Bref, La Planète des singes : les origines n'est pas un film d'action, ni un drame, ni un film de science-fiction; c'est une compilation, le genre que l'on vous sort en début d'été (ou vers la fin, quand on est pas trop sûr de la réception), avec quelques tubes et les trois quarts restants étants de la merde invendue. Histoire de faire chier le puriste qui aura eu la malchance de rentrer dans la salle, ils n'hésiteront pas à replacer la scène de La Planète des Singes de 68, où Charlton Heston s'écriait « c'est une maison de fous », mais en intervertissant les rôles, au cas où l'on n'ait toujours pas compris que le film était une métaphore sur le comportement de l'homme (et cela sans oublier le « NON ! » que prononcera César, mot qu'il proscrira ensuite dans l'épisode 5). En 40 ans d'évolution, le message colporté par la licence simiesque a atteint le fond des chiottes, tout comme Idiocracy l'avait prédit, et il est fort probable que le blockbuster de l'été 2050 soit La révolte des Télétubbies — ou un truc du genre. Ce nouvel opus n'a pas l'humour de Doux, dur et dingue, ni l'écologisme ou l'émotion de Gorilles dans la brume, ni l'actioner ou la critique politico/scientifique de L'armée des 12 singes, et évidemment pas l'essence d'un soupçon de zeste du film instigateur, et encore moins du livre de Pierre Boulle. Pendant 80 minutes le film se regarde le nombril, nous servant en boucle du Weta Porn et des phrases d'une connerie très post-2000 (« tu essaies de contrôler des choses qui ne sont pas censées l'être »), jusqu'à la remontée gastrique, avant de finalement balancer toute la sauce dans un final expédié si vite que l'on a l'impression que Durden a encore joué au con avec la bobine. Finalement on est content que ça soit fini, mais hélas non, Jaffa et Silver venaient de regarder l'intégrale des Marvel juste avant (ainsi que Green Lantern), et ils se sont dit que s'ils ne plaçaient pas un cliffhanger couillon, surtout après autant d'ennui, les gens ne voudraient pas en voir la suite. Merci, mais le virus colporté par un mec en avion qui détruit la race humaine on l'a déjà vu, ça s'appelait « L'armée des 12 singes ».

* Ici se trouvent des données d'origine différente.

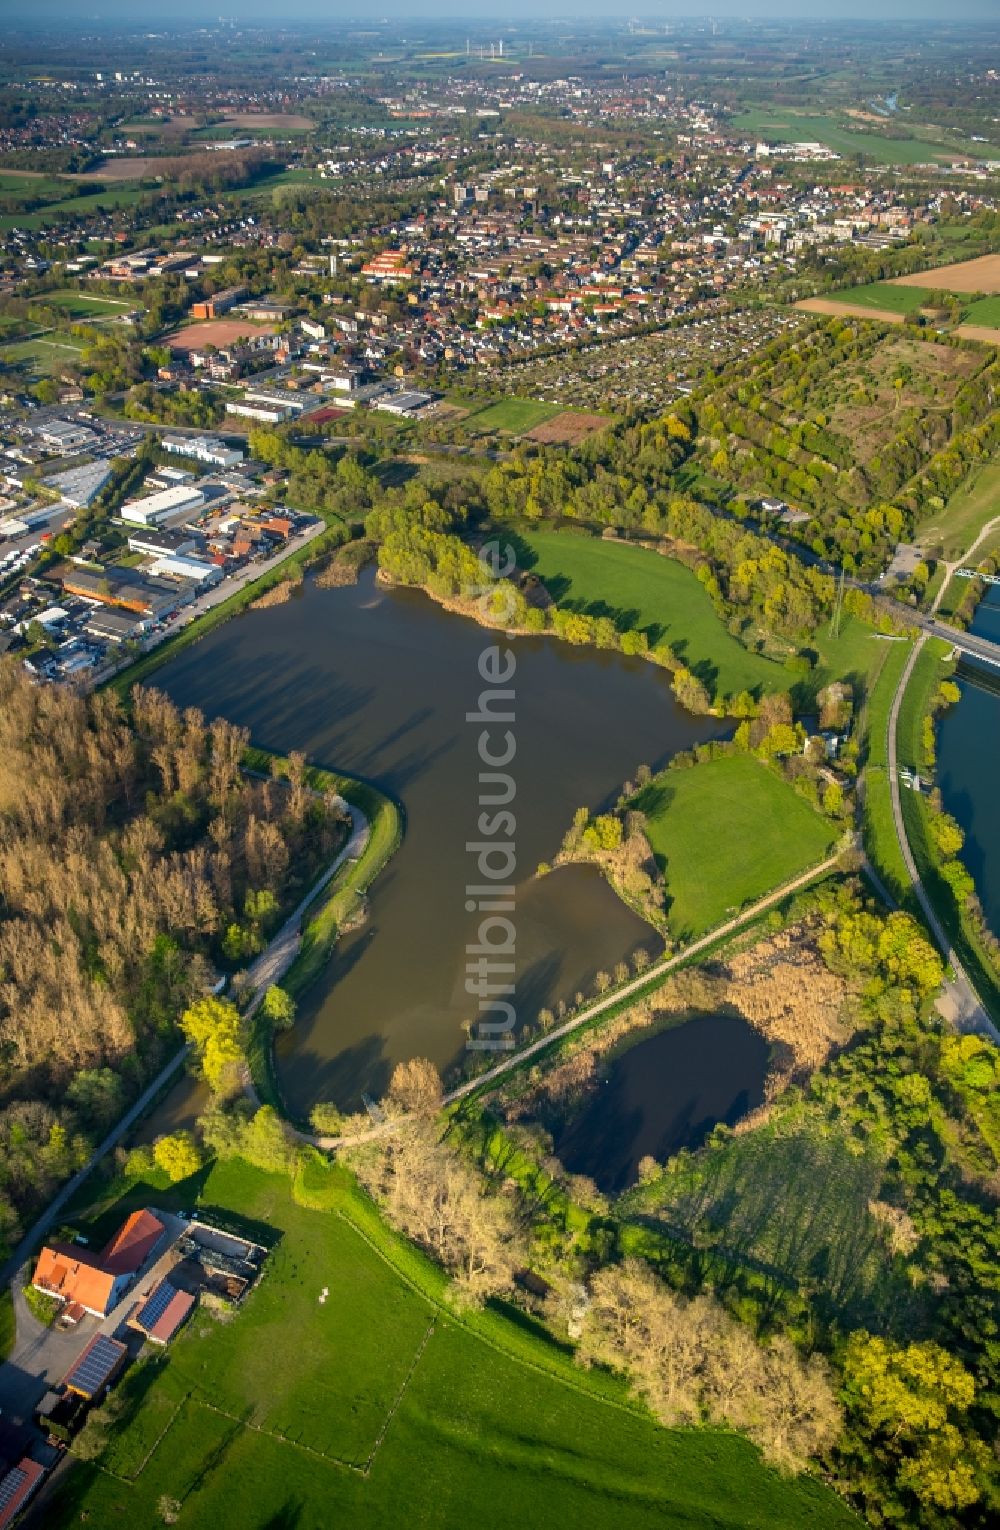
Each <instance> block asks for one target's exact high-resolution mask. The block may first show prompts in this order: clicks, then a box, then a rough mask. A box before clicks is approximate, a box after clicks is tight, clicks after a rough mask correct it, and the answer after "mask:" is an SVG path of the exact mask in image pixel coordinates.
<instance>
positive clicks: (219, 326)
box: [164, 318, 274, 350]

Pour conclure, le moviegoer de base qui se fait chier durant son mois d'août trouvera ce qu'il recherche, surtout si l'on tient compte de ce qu'offre actuellement la concurrence. Coup de bol, c'est pas trop long, et pour le puriste le supplice sera moins douloureux qu'un Brit milah, mais il n'en sortira hélas pas indemne.
Mention spéciale pour Weta, qui comme pour Avatar, s'occupe des effets-spéciaux, mais aussi du scénario, de la mise en scène, du montage, de l'interprétation, de l'éclairage, et peut-être même de la cantine, parce que visiblement, il n'y a qu'eux qui se sont bougés le cul.